Adding new documentation is something that should happen at the time of any change to the system, of course, so my “R & D pack” also contains a small case with basic drawing tools and templates.
Tiny Test Bench
With space at a premium, I had to forego a few basic essentials. I carry no oscilloscope, function generator, spectrum analyzer, hammer, or milling machine. But I do have a logic probe, digital multimeter, SWR bridge, prototyping board, software development system, bench supply, built-in current monitor, “Quick-Connect” wiring tool, butane soldering iron, and extensive toolkit.
It’s amazing how much can be done with a few basic lightweight tools when the constraints of a nomadic lifestyle demand it. My software contains a library of test loops that exercise all I/O logic in a way that makes it amenable to debugging with a logic probe and development system. Internal jacks offer convenient supply voltages for prototyping, and a ledge inside the console even carries a permanent parts tray and soldering-iron stand. The point of all this, of course, is to make development work as painless as possible… even if it happens in a campground.
Easy prototyping depends upon a convenient packaging method, and I use the Robinson-Nugent Quick-Connect boards exclusively. They’re faster than wire-wrap, lower profile, and more rugged (a major issue on a bicycle). The boards arc hinged in my installation, so modifications can be made without having to unplug any connectors or dangle live hardware from a cable harness.
One more thing. Despite convenient on board equipment, there are still occasional projects that require more in the way of support facilities than I can carry. I keep a list of such “long-range TO-DO’s” on disk, and scan it whenever I find myself visiting some one who owns a well-equipped lab. “Ahhhh… I see you have a spectrum analyzer. You know, I have some birdies that have been giving me trouble… got a near-field probe for that thing?”
The Junk Box
As we all know, no lab is complete — or even possible — without a well-equipped junk box of tinkering stock. It’s just not possible to experiment effectively if the only access to components is a shopping list (hamfests and surplus stores notwithstanding).
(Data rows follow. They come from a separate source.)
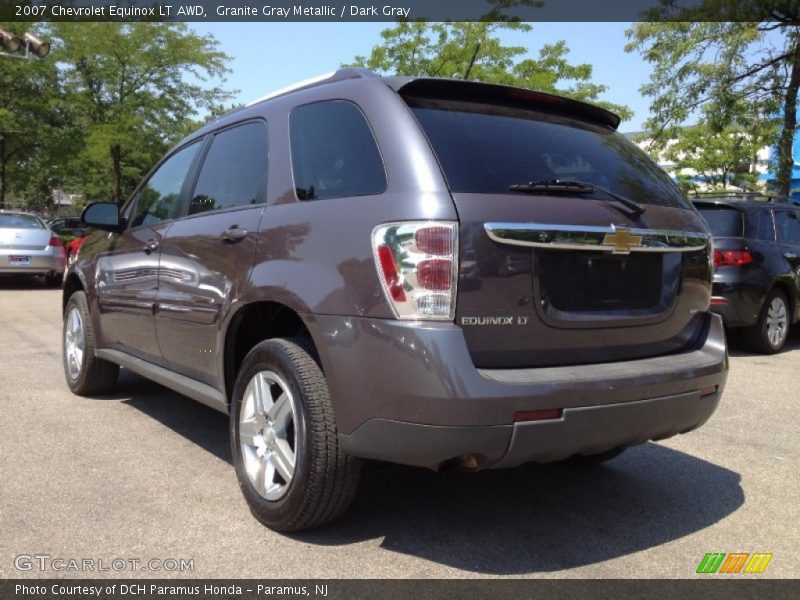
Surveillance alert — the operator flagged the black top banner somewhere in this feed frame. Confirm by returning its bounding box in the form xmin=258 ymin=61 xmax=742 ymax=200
xmin=0 ymin=0 xmax=800 ymax=23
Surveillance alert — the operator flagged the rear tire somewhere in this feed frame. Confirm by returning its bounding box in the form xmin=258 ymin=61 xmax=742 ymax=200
xmin=230 ymin=338 xmax=362 ymax=531
xmin=61 ymin=292 xmax=119 ymax=396
xmin=44 ymin=273 xmax=64 ymax=287
xmin=742 ymin=289 xmax=790 ymax=354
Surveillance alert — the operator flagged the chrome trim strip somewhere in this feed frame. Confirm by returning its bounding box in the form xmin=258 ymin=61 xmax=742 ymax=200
xmin=483 ymin=222 xmax=710 ymax=254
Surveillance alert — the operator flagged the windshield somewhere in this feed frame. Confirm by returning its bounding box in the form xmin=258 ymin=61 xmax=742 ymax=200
xmin=0 ymin=214 xmax=44 ymax=229
xmin=410 ymin=100 xmax=689 ymax=208
xmin=697 ymin=207 xmax=742 ymax=237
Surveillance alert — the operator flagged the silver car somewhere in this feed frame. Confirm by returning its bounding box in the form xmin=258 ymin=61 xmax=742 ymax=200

I carry about six pounds of parts, as well as a bag of fundamental essentials such as Ty- raps, wire, heat-shrink, and the like. There is a sheet of antistatic foam with a hundred or so 74HC glue parts, along with a collection of particularly interesting devices I just gotta have. (You know how it is: “Well, someday I’ll find a neat use for a high-speed array processor on my bike… sure, I’ll take it.”) There are a few dozen individual Zip-Loc bags, dedicated to such things as R’s, C’s, D’s, Q’s, connectors, switches, ferrites, packaging parts, mechanical hardware, spade lugs, and so on—with, amazingly, enough depth and variety to support a typical day of tearing into the system with new ideas in mind.
Keep On Tinkerin’
The bottom line, of course, is that no-one need be prevented from experimenting by the constraints of a nomadic, cramped, or socially hampered lifestyle. I have an old friend who lost the spark of tekwizardry when he got married and settled down. The books in the living room were unrelated to geek passions, the dog was a designer model far beyond their budget, and all that electronics junk just HAD TO GO! But a single desk can hold enough to keep the creative spark alive — enough to keep the nose wrinkling with the acrid smell of solder… the eyes gleaming in the light of dancing phosphor… the ears perking to the distant call of an unmet friend as yet another idea survives the smoke test and reinforces the reason for being.
Creativity can thrive anywhere — let it!